Come In Alone is a series of columns by Warren Ellis written over the period of the year 2000 on the subject of what's going on with comics and the comics sales industry, how it needs to change, what's wrong with it, etc.

The collection includes The Old Bastard's Manifesto, a diatribe on the state of comics today, interviews with various writers and artists from the medium, as well as discussing on how to create a comic, how to become a comic writer, etc.

The collection is fairly mind blowing...in the same way that Scott McCloud's Understanding Comics opens up one's understanding of how the comic art is achieved and maintained, Come In Alone expands one's consciousness of what comics should be, could be, and have remained. Ellis challenges the reader not just to change comics, but their outreach to non-readers, their accessiblity, their sales... everything about them.

He also ends every column with a book to read (stating early on that you can't write comics unless you read books, so that you can know where plot and conversation come from), a CD to listen to, a website to view, and a Graphic Novel to indulge in.

Ellis posits that having a field made up of mostly Superhero comics is much like walking into a book store and having to wade through, say, a wall of Oprah books to get to anything else.
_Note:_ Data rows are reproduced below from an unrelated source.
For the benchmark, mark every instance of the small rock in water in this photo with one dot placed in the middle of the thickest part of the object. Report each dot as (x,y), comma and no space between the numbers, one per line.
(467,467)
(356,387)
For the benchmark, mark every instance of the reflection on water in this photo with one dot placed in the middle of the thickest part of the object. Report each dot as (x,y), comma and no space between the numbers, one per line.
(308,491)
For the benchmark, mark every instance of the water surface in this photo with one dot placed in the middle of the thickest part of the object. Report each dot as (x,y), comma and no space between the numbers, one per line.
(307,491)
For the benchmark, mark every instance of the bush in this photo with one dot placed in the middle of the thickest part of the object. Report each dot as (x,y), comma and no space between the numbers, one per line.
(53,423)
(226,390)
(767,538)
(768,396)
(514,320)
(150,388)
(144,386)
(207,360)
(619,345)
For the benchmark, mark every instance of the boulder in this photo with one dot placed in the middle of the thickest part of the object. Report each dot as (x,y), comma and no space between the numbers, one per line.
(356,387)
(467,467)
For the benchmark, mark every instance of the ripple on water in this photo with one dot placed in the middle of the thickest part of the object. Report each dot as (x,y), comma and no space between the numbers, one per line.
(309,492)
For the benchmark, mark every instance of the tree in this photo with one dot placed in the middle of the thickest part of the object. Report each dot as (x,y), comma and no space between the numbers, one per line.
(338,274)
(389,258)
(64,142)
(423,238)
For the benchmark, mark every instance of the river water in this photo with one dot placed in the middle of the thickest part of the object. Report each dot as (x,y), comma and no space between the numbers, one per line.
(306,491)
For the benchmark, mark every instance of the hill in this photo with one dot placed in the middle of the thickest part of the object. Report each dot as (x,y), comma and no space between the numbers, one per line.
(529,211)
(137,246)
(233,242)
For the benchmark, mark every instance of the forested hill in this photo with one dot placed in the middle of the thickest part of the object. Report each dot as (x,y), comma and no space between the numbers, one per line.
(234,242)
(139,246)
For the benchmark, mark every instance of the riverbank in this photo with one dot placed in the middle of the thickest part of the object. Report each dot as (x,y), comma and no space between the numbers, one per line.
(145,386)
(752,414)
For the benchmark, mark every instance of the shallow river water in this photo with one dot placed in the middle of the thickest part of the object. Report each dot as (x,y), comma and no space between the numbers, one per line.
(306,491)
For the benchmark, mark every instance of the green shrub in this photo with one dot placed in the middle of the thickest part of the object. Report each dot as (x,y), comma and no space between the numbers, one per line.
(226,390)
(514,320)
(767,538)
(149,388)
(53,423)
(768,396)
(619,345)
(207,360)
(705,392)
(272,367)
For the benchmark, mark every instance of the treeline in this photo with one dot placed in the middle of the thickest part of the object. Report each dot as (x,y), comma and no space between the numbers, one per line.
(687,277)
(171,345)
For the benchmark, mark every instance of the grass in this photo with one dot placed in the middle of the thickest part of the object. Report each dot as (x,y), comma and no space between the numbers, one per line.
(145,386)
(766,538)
Which it's certainly possible that there are good Oprah books out there, there are other books of other genres that are just as worth reading...but if new readers never find them, they'll never get hooked.

He also goes into detail about DC and Marvel, and how they really make their money, and what comics really mean to them. It's very instructive, and rather frightening, and when, at the end of the book, he quotes Neil Gaiman as saying "I stopped doing comics because I wanted it to continue being fun, I wanted to continue to love and care for comics, and I wanted to leave while I was still in love", you totally understand what he means.